The governor of Vermont is the head of government of the U.S. state of Vermont. The officeholder is elected in even-numbered years by direct voting for a term of two years. Vermont and bordering New Hampshire are the only states to hold gubernatorial elections every two years, instead of every four as in the other 48 U.S. states.

There is no limit on the number of terms a Vermont governor can serve. If no candidate receives at least 50% plus one vote of all votes for governor cast in the election, the governor of Vermont is then elected by the state legislature. The incumbent Vermont governor is Republican Phil Scott. He was sworn in on January 5, 2017, becoming Vermont's 82nd governor.

Function

The governor's working offices are located in The Pavilion in the state capital of Montpelier, Vermont. The Governor's ceremonial office, used during the legislative session of the General Assembly, is located in the Vermont State House, also in Montpelier.

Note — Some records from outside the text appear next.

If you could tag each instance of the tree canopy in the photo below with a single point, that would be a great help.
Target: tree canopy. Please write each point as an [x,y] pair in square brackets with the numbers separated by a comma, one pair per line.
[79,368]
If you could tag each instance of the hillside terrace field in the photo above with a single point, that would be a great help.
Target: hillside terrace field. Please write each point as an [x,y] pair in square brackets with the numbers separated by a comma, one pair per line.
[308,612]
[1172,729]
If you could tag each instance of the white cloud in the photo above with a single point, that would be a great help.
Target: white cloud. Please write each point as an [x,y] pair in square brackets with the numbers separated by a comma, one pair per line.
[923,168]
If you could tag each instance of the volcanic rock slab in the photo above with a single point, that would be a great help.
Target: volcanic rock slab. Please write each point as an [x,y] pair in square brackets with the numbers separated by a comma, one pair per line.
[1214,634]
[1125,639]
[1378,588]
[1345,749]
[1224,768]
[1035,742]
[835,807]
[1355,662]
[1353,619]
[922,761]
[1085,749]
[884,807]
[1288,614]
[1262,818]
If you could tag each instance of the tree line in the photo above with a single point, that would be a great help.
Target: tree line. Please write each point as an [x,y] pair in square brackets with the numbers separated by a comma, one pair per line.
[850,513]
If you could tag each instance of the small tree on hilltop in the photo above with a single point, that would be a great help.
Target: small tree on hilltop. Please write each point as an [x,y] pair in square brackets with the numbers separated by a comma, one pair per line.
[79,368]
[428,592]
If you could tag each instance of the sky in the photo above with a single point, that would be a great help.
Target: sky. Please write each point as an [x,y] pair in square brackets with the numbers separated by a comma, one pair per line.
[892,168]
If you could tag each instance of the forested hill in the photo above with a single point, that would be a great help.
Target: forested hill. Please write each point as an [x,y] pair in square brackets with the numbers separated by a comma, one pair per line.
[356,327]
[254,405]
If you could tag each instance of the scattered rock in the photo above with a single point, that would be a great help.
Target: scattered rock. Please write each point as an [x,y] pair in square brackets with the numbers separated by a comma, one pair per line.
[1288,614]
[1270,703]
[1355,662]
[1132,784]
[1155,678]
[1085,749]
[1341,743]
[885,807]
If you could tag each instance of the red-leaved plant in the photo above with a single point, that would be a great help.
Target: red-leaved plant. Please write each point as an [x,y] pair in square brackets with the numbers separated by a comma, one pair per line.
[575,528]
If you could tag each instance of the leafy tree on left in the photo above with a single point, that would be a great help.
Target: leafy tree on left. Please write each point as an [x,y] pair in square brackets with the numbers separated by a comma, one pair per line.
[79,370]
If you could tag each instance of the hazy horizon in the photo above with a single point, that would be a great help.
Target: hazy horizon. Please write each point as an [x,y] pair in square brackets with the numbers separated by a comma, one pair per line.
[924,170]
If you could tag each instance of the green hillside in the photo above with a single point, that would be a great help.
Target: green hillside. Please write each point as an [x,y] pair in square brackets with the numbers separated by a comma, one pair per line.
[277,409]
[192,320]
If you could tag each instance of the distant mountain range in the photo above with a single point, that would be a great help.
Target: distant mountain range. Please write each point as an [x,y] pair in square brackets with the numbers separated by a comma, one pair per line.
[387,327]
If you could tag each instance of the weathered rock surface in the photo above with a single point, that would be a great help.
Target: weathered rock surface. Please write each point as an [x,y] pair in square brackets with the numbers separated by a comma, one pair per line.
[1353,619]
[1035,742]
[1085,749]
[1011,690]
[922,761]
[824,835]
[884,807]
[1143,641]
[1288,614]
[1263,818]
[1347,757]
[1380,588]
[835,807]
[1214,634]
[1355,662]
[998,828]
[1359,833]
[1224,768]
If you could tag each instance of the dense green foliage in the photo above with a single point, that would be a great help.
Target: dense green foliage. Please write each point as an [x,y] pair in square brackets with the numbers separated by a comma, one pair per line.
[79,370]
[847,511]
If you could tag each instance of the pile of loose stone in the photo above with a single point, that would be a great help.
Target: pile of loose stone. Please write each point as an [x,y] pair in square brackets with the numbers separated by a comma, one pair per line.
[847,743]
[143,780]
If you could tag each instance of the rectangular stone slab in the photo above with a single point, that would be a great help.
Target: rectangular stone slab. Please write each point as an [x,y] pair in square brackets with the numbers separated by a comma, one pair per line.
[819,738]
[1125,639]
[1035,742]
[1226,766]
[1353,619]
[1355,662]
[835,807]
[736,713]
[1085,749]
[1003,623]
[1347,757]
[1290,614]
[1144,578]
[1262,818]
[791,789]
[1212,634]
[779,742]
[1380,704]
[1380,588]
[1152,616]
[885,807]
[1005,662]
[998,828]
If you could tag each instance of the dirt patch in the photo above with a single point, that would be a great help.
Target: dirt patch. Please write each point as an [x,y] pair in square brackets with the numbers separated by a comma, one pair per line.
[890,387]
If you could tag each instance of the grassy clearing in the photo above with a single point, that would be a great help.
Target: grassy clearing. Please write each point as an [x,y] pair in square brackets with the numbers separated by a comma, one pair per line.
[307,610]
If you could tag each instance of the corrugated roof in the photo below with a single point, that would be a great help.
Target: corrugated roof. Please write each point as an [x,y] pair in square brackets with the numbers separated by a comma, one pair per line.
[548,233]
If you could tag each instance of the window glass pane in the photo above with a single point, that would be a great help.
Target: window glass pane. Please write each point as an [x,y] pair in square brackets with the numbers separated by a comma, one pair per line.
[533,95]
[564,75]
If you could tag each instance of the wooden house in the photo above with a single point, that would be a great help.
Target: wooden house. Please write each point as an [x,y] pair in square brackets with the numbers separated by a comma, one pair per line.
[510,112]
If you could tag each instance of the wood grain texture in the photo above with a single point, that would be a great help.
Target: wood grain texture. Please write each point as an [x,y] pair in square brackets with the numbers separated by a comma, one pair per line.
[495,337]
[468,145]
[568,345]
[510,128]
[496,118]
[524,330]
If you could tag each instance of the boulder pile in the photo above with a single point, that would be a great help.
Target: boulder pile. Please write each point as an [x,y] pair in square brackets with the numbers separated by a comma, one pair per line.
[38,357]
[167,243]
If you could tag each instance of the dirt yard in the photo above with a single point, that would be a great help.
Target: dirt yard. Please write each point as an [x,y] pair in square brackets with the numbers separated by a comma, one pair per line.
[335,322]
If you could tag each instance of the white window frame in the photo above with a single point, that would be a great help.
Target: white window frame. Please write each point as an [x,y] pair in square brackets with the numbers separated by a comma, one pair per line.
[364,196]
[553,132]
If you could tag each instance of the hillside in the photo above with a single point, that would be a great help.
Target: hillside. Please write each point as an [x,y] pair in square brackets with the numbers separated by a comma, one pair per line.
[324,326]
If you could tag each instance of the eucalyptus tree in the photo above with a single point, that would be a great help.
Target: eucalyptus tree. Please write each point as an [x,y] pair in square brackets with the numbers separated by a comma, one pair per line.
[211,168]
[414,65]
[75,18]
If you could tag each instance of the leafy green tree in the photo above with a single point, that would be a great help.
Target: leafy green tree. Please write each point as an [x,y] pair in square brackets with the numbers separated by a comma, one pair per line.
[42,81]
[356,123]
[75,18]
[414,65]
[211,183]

The Constitution of Vermont details the powers of the governor:
To commission or appoint all officers ("except where provision is, or shall be, otherwise made by law or this Frame of Government")
To fill all vacancies in office until the office can be filled in the manner directed by state constitution or by state law
To correspond with other States
To "transact business with officers of government, civil and military"
To "prepare such business as may appear necessary, to lay before the General Assembly.
To grant pardons and remit fines, except for cases of treason, in which the governor may only grant reprieves until the end of the next session of the General Assembly, and for cases of impeachment, in which the governor cannot grant either reprieves or pardons
To "take care that the laws be faithfully executed" and "expedite the execution of such measures as may be resolved upon by the General Assembly"
To "draw upon the Treasury for such sums as may be appropriated by the General Assembly"
To "lay embargoes, or prohibit the exportation of any commodity" for up to 30 days during a recess of the General Assembly
To "grant such licenses as shall be directed by law"
To call special sessions of the General Assembly when necessary
To be the "Captain-General and Commander-in-Chief" of the "forces of the State" (the Vermont State Guard and Vermont National Guard), although the governor cannot "command in person, in time of war, or insurrection, unless by the advice and consent of the Senate, and no longer than they shall approve thereof"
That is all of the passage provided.